Even when untreated, canvas is a coarse material that breathes very well while offering a good degree of protection from the weather. Scientific advancements have enabled manufacturers to treat the material with different chemicals for better weather protection, resistance to UV rays, as well as water and mildew. Nowadays the most common use for canvas tarps is to cover moisture-sensitive goods used in the construction and agricultural sectors while being transported. The road transport sector prefers to use a large tarp of a variety known as Ripstop Canvas, which is essentially canvas blended with polyester. A special reinforced weaving technique gives it high strength to prevent tearing and an XLP treatment for making them water and rot-resistant. The end product is lighter in weight and less expensive.

Polythene Tarpaulins 

Polythene tarpaulins are made from weaving strands of polythene, a lightweight and flexible material. They are ideal for a large variety of applications ranging from roofing, dome shelters, and road transport. Being waterproof, dirt repellant, and UV-resistant and available in a large variety of custom options, polythene tarps are appreciated for their versatility. Even though they permit easy handling because of the low weight, they are highly tear and abrasion-resistant as well as easy to repair. Used commonly in the construction and agricultural sectors, poly tarps typically come in high-density and low-density varieties. Compared to the low-density variety, the high-density tarp has a higher mesh count, extra coating of poly, and has a longer lifespan.

PVC Tarpaulins

PVC tarpaulins, also known as vinyl tarps, are a combination of high-strength polyester material reinforced with PVC that yields a product with a smooth surface.
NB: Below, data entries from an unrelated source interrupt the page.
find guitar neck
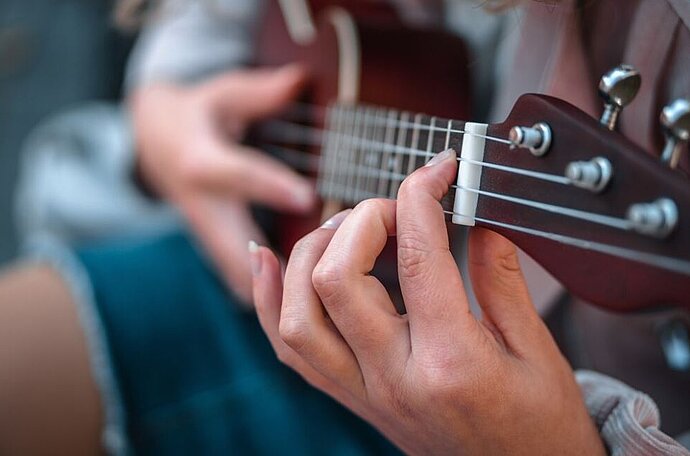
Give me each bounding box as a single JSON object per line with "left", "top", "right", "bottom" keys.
{"left": 312, "top": 96, "right": 690, "bottom": 311}
{"left": 316, "top": 102, "right": 483, "bottom": 215}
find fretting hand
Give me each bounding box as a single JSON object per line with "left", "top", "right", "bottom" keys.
{"left": 131, "top": 64, "right": 314, "bottom": 304}
{"left": 251, "top": 149, "right": 605, "bottom": 455}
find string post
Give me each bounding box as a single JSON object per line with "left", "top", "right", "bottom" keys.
{"left": 509, "top": 122, "right": 551, "bottom": 156}
{"left": 626, "top": 198, "right": 678, "bottom": 239}
{"left": 659, "top": 98, "right": 690, "bottom": 169}
{"left": 598, "top": 64, "right": 641, "bottom": 131}
{"left": 565, "top": 156, "right": 613, "bottom": 193}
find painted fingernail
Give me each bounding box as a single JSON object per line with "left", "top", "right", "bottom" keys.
{"left": 321, "top": 209, "right": 352, "bottom": 230}
{"left": 248, "top": 240, "right": 262, "bottom": 275}
{"left": 425, "top": 148, "right": 456, "bottom": 167}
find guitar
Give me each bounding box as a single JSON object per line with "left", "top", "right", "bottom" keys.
{"left": 253, "top": 0, "right": 690, "bottom": 312}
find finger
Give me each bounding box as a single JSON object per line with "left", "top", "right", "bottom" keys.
{"left": 280, "top": 210, "right": 367, "bottom": 397}
{"left": 203, "top": 64, "right": 308, "bottom": 121}
{"left": 181, "top": 196, "right": 265, "bottom": 305}
{"left": 396, "top": 149, "right": 474, "bottom": 356}
{"left": 251, "top": 244, "right": 349, "bottom": 397}
{"left": 468, "top": 228, "right": 545, "bottom": 353}
{"left": 313, "top": 199, "right": 409, "bottom": 371}
{"left": 187, "top": 142, "right": 315, "bottom": 213}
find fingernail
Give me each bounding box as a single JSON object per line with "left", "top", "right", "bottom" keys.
{"left": 425, "top": 148, "right": 456, "bottom": 167}
{"left": 292, "top": 185, "right": 315, "bottom": 211}
{"left": 321, "top": 209, "right": 352, "bottom": 230}
{"left": 248, "top": 240, "right": 262, "bottom": 275}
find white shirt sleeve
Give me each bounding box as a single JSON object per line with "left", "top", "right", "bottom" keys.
{"left": 576, "top": 370, "right": 690, "bottom": 455}
{"left": 125, "top": 0, "right": 265, "bottom": 90}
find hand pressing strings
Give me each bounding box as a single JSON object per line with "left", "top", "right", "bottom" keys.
{"left": 251, "top": 149, "right": 605, "bottom": 455}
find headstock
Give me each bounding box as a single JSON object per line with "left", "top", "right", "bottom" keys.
{"left": 472, "top": 66, "right": 690, "bottom": 312}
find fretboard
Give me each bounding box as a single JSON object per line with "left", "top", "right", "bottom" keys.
{"left": 316, "top": 103, "right": 469, "bottom": 206}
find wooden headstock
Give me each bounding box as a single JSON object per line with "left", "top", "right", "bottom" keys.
{"left": 475, "top": 94, "right": 690, "bottom": 311}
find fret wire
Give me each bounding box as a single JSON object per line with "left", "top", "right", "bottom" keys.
{"left": 367, "top": 108, "right": 382, "bottom": 201}
{"left": 425, "top": 116, "right": 436, "bottom": 165}
{"left": 377, "top": 110, "right": 397, "bottom": 198}
{"left": 390, "top": 112, "right": 410, "bottom": 198}
{"left": 444, "top": 119, "right": 452, "bottom": 150}
{"left": 408, "top": 114, "right": 422, "bottom": 178}
{"left": 359, "top": 108, "right": 372, "bottom": 201}
{"left": 318, "top": 106, "right": 336, "bottom": 198}
{"left": 344, "top": 107, "right": 359, "bottom": 203}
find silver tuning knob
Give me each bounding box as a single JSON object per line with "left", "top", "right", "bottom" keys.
{"left": 565, "top": 157, "right": 613, "bottom": 193}
{"left": 598, "top": 65, "right": 641, "bottom": 131}
{"left": 660, "top": 98, "right": 690, "bottom": 169}
{"left": 509, "top": 122, "right": 552, "bottom": 156}
{"left": 626, "top": 198, "right": 678, "bottom": 239}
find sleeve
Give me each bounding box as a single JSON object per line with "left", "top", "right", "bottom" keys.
{"left": 576, "top": 370, "right": 690, "bottom": 455}
{"left": 125, "top": 0, "right": 265, "bottom": 90}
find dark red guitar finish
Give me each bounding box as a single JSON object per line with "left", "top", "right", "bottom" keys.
{"left": 254, "top": 1, "right": 470, "bottom": 251}
{"left": 484, "top": 95, "right": 690, "bottom": 311}
{"left": 252, "top": 1, "right": 690, "bottom": 313}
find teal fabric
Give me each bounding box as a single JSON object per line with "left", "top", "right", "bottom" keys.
{"left": 76, "top": 231, "right": 399, "bottom": 455}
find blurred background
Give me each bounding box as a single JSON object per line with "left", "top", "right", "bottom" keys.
{"left": 0, "top": 0, "right": 133, "bottom": 262}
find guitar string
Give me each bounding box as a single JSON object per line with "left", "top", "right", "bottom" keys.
{"left": 260, "top": 108, "right": 690, "bottom": 276}
{"left": 262, "top": 141, "right": 633, "bottom": 231}
{"left": 260, "top": 121, "right": 571, "bottom": 185}
{"left": 310, "top": 178, "right": 690, "bottom": 275}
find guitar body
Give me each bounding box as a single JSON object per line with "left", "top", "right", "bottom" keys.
{"left": 254, "top": 0, "right": 471, "bottom": 252}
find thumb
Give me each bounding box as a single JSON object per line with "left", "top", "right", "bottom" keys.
{"left": 468, "top": 228, "right": 544, "bottom": 351}
{"left": 203, "top": 64, "right": 308, "bottom": 121}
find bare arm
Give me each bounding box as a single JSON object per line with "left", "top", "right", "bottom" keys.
{"left": 0, "top": 264, "right": 101, "bottom": 455}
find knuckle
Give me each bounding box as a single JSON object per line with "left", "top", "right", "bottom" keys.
{"left": 495, "top": 249, "right": 522, "bottom": 274}
{"left": 311, "top": 261, "right": 346, "bottom": 302}
{"left": 278, "top": 315, "right": 311, "bottom": 353}
{"left": 397, "top": 232, "right": 432, "bottom": 280}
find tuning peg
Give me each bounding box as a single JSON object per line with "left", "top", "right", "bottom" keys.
{"left": 598, "top": 65, "right": 641, "bottom": 131}
{"left": 660, "top": 98, "right": 690, "bottom": 169}
{"left": 509, "top": 122, "right": 552, "bottom": 156}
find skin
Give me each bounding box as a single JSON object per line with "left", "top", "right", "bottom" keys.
{"left": 0, "top": 265, "right": 101, "bottom": 455}
{"left": 0, "top": 65, "right": 316, "bottom": 454}
{"left": 131, "top": 64, "right": 315, "bottom": 303}
{"left": 251, "top": 150, "right": 606, "bottom": 455}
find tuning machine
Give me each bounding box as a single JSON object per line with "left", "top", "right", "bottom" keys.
{"left": 598, "top": 65, "right": 641, "bottom": 131}
{"left": 509, "top": 122, "right": 552, "bottom": 156}
{"left": 660, "top": 98, "right": 690, "bottom": 169}
{"left": 626, "top": 198, "right": 678, "bottom": 239}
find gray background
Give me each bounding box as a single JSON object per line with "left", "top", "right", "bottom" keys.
{"left": 0, "top": 0, "right": 132, "bottom": 263}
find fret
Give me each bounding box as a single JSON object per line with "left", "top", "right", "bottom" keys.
{"left": 407, "top": 113, "right": 422, "bottom": 178}
{"left": 318, "top": 105, "right": 339, "bottom": 199}
{"left": 354, "top": 108, "right": 373, "bottom": 203}
{"left": 425, "top": 116, "right": 436, "bottom": 164}
{"left": 377, "top": 109, "right": 398, "bottom": 198}
{"left": 365, "top": 108, "right": 385, "bottom": 200}
{"left": 444, "top": 119, "right": 452, "bottom": 150}
{"left": 389, "top": 111, "right": 409, "bottom": 198}
{"left": 344, "top": 106, "right": 360, "bottom": 203}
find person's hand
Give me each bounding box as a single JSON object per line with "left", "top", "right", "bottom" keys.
{"left": 130, "top": 64, "right": 314, "bottom": 303}
{"left": 251, "top": 150, "right": 605, "bottom": 455}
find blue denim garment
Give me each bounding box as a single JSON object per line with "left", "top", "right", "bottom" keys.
{"left": 76, "top": 231, "right": 399, "bottom": 455}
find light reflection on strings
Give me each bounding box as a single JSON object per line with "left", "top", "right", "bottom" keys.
{"left": 257, "top": 105, "right": 690, "bottom": 277}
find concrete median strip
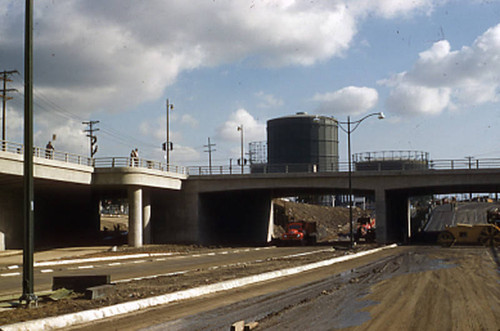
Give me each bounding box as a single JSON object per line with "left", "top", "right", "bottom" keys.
{"left": 0, "top": 244, "right": 397, "bottom": 331}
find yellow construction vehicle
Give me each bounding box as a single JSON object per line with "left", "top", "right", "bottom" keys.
{"left": 437, "top": 223, "right": 500, "bottom": 247}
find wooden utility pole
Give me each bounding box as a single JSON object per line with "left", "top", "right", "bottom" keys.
{"left": 82, "top": 120, "right": 100, "bottom": 158}
{"left": 204, "top": 137, "right": 216, "bottom": 174}
{"left": 0, "top": 70, "right": 18, "bottom": 143}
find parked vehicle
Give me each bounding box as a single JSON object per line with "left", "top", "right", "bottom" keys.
{"left": 281, "top": 221, "right": 317, "bottom": 245}
{"left": 355, "top": 217, "right": 376, "bottom": 242}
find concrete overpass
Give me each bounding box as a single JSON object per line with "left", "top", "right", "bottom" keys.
{"left": 1, "top": 140, "right": 499, "bottom": 249}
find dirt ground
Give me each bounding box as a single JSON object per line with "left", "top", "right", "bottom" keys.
{"left": 273, "top": 199, "right": 367, "bottom": 241}
{"left": 255, "top": 246, "right": 500, "bottom": 331}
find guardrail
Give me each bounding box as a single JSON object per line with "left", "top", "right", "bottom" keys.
{"left": 1, "top": 140, "right": 187, "bottom": 175}
{"left": 93, "top": 157, "right": 187, "bottom": 175}
{"left": 188, "top": 158, "right": 500, "bottom": 176}
{"left": 1, "top": 140, "right": 93, "bottom": 166}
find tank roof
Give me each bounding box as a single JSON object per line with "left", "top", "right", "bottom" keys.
{"left": 269, "top": 113, "right": 337, "bottom": 122}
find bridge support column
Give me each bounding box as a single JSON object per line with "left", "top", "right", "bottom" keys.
{"left": 128, "top": 186, "right": 143, "bottom": 247}
{"left": 406, "top": 198, "right": 411, "bottom": 242}
{"left": 375, "top": 189, "right": 388, "bottom": 243}
{"left": 143, "top": 190, "right": 151, "bottom": 244}
{"left": 267, "top": 200, "right": 274, "bottom": 243}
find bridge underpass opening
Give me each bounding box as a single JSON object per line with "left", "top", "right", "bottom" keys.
{"left": 396, "top": 192, "right": 500, "bottom": 245}
{"left": 199, "top": 190, "right": 273, "bottom": 245}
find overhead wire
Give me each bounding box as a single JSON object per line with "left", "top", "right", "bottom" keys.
{"left": 9, "top": 74, "right": 161, "bottom": 153}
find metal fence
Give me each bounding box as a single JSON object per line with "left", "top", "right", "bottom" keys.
{"left": 1, "top": 140, "right": 186, "bottom": 175}
{"left": 187, "top": 158, "right": 500, "bottom": 176}
{"left": 3, "top": 140, "right": 500, "bottom": 176}
{"left": 1, "top": 140, "right": 93, "bottom": 166}
{"left": 93, "top": 157, "right": 187, "bottom": 175}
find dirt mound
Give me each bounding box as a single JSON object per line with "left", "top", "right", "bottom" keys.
{"left": 273, "top": 199, "right": 369, "bottom": 242}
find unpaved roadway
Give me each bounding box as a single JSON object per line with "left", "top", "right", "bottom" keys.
{"left": 68, "top": 246, "right": 499, "bottom": 331}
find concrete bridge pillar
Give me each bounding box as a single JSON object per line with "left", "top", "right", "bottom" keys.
{"left": 143, "top": 190, "right": 151, "bottom": 244}
{"left": 375, "top": 189, "right": 388, "bottom": 243}
{"left": 128, "top": 186, "right": 143, "bottom": 247}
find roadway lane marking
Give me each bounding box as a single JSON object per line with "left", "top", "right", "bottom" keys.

While they are stronger and thicker than other tarp varieties, they are also extremely versatile and capable of delivering superior performance under challenging weather and chemical environments. Their high resistance to wind makes it ideal for transport covers, covers for hay bales, roof covers for industries as well as use as containment liners. Being waterproof makes them ideal for use in rainy or very cold conditions. When plasticizers are added, they become more flexible and resistant to cracking which is the most common form of degradation of poly tarps. Apart from being UV-resistant, they are also highly resistant to oils, greases, acids, and mildew while the addition of special chemicals can make them fire-retardant. It is easy to repair them onsite using hot-air welding/vulcanizing.


The selection of the tarpaulin type depends on what it will be used for, the duration of the use, and other performance parameters needed to be factored in. Tarps are available for all conceivable requirements, grades, and sizes to suit all budgets.